We performed a systematic literature review to identify published articles concerning potential developmental and reproductive findings regarding QUATs focusing on ABDAC (BAC) and DDAC. To the relevant literature identified, were added guideline‐compliant safety studies that had been submitted to regulatory agencies for registration. The data quality for risk assessment purposes was evaluated for each study using the ToxRTool and the studies were placed into one of three categories: Category 1 (reliable without restriction); Category 2 (reliable with restrictions); or Category 3 (unreliable). We note that there were no test article‐related developmental or reproductive findings in studies involving rats or rabbits among the 10 combined unpublished (Category 1 and Category 2) studies. The one possible exception is a slight increase in dead fetuses and reduced fetal weights at the highest DDAC dose tested (10 mg/kg/day) in the rabbit (Tyl, 1989); however, the high dose caused significant maternal toxicity (including death) and the findings in offspring were generally without dose–response, and/or not statistically significant. Notably, in a more recent rabbit study (Chevalier, 2005), the findings did not repeat at a dose of 12 mg/kg/day, although maternal toxicity and increased post implantation loss was observed at 32 mg/kg/day.

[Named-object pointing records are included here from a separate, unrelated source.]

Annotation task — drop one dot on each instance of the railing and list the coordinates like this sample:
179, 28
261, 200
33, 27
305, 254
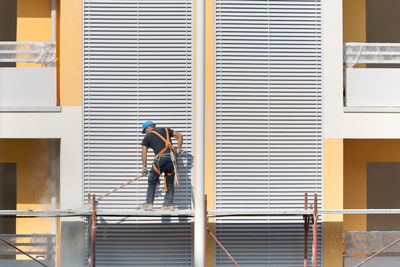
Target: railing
43, 53
25, 88
371, 88
39, 246
362, 247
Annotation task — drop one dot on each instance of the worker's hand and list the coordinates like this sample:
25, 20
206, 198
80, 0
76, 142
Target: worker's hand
145, 171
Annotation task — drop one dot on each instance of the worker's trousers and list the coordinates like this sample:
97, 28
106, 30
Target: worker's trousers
164, 165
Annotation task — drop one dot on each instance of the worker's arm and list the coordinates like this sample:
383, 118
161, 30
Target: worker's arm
178, 136
144, 160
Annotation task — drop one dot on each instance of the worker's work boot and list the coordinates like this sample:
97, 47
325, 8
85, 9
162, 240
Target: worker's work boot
168, 207
147, 207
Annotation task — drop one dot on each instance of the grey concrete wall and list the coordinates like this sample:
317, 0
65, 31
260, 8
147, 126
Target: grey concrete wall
72, 243
8, 24
383, 183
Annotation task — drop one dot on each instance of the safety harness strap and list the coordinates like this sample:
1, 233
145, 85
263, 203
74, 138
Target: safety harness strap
167, 145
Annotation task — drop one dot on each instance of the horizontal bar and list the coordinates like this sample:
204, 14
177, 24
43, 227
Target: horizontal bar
27, 43
189, 213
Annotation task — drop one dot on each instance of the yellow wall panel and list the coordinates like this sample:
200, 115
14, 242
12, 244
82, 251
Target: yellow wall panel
357, 152
32, 157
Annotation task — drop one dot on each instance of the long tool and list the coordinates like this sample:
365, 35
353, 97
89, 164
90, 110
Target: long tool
23, 252
174, 159
121, 186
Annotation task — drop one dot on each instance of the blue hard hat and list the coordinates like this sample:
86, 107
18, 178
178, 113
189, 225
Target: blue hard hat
146, 124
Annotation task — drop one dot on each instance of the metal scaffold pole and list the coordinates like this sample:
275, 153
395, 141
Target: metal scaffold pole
199, 225
315, 231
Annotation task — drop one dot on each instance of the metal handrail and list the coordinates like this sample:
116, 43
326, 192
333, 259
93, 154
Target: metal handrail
376, 53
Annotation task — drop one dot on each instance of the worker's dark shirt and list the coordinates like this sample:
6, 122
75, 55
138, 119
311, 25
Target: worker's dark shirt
155, 142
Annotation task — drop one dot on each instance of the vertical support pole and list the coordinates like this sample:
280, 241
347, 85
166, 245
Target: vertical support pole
89, 241
306, 225
199, 226
94, 231
315, 232
205, 230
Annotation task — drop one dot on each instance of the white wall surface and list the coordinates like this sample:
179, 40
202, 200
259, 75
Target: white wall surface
337, 123
65, 125
370, 87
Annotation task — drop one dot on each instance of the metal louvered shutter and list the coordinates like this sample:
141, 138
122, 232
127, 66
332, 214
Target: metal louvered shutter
137, 67
268, 137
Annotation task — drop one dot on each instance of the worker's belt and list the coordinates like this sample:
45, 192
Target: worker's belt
164, 155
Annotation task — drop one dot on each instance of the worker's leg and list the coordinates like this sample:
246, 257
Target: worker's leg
151, 186
169, 180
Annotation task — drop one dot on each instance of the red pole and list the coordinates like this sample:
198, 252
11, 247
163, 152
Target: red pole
306, 225
315, 228
94, 231
222, 247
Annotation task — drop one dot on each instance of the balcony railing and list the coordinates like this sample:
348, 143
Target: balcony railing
372, 87
30, 87
43, 53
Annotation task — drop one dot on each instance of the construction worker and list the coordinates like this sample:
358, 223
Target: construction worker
159, 139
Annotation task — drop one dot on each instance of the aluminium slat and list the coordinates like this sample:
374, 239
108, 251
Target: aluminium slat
250, 39
135, 51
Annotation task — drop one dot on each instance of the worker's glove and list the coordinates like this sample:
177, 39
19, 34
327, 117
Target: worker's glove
145, 171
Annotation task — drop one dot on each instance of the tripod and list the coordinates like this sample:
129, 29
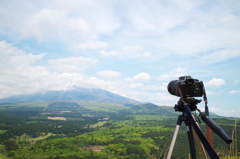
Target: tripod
190, 123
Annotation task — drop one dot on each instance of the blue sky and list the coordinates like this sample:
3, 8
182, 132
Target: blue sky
133, 48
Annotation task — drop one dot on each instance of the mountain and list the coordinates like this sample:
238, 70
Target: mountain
74, 94
150, 109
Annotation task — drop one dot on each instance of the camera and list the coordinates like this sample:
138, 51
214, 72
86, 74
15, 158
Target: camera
186, 85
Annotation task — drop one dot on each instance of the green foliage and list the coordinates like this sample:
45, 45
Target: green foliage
31, 135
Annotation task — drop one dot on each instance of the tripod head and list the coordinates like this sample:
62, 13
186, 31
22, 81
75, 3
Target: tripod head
192, 104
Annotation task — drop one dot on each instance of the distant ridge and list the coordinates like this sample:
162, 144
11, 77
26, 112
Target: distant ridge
74, 94
150, 109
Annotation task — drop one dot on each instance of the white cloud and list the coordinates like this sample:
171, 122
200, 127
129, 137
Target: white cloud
215, 83
236, 82
18, 76
141, 77
72, 64
109, 74
174, 75
134, 51
234, 92
91, 45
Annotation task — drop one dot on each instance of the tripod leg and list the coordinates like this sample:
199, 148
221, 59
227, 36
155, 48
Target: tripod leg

The only adverse findings in offspring were reports among those studies considered unreliable (Category 3). The subset of unreliable studies generally used small group sizes; unconventional experimental designs and methods; anecdotal (rather than verified) doses; did not report data necessary for determining dosages; and used incorrect terminology to describe findings. The shortcomings in the unreliable studies make their findings uninterpretable.

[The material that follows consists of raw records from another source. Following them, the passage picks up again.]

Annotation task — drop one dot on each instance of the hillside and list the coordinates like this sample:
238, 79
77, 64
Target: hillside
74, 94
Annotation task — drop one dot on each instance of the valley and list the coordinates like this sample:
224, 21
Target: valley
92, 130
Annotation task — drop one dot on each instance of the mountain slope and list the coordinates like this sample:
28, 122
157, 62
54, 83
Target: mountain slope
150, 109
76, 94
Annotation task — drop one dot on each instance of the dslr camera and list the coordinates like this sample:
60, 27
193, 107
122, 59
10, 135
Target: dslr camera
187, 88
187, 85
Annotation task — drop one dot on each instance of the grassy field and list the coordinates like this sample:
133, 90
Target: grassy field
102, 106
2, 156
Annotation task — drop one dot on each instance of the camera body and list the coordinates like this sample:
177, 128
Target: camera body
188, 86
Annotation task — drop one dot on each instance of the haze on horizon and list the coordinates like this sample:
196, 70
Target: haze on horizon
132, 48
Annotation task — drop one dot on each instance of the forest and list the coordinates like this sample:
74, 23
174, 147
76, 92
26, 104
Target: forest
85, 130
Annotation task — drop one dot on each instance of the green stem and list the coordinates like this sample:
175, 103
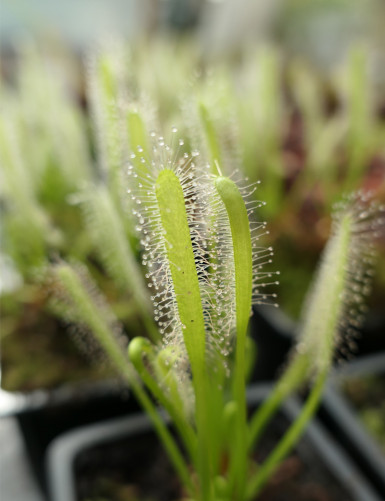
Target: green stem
242, 248
180, 254
289, 382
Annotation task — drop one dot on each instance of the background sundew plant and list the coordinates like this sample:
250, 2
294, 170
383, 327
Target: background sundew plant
194, 222
206, 267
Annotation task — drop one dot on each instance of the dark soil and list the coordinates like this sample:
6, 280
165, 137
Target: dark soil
138, 470
367, 395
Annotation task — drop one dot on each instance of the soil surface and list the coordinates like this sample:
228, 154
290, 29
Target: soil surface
138, 470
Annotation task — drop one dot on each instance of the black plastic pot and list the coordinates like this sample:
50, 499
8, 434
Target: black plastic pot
274, 334
43, 415
64, 450
339, 415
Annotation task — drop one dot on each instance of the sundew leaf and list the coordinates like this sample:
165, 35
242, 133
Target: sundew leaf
241, 238
182, 264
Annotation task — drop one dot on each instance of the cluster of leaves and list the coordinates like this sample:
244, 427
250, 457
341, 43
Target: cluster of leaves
307, 138
202, 248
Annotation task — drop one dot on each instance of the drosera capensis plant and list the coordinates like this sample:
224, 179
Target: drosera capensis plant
206, 268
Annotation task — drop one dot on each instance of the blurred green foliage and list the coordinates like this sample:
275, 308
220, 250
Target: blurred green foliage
306, 136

Taken together, the body of available information does not indicate a risk of potential developmental and reproductive effects with ABDAC and/or DDAC at levels of exposure anticipated with normal use.

NOTE ADDED IN PROOF

We are aware of two papers describing the DART effects of QUATs that appeared in the literature during the review/processing of our manuscript:

Hostetler, K. A, Fisher, L. C., Burruss, B. L. (2021). Prenatal developmental toxicity of alkyl dimethyl benzyl ammonium chloride and didecyl dimethyl ammonium chloride in CD rats and New Zealand white rabbits, Birth Defects Research, 113, 925‐944. https://doi.org/1002/bdr2.1889

Hostetler, K. A., Fisher, L. C., Burruss, B. L. (2021). Reproductive toxicity assessment of alkyl dimethyl benzyl ammonium chloride and didecyl dimethyl ammonium chloride in CD rats, Birth Defects Research. https://doi.org/1002/bdr2.1952

The data in these papers strengthen our conclusions that QUATs do not pose a risk of reproductive harm to humans under expected exposure conditions when used as directed.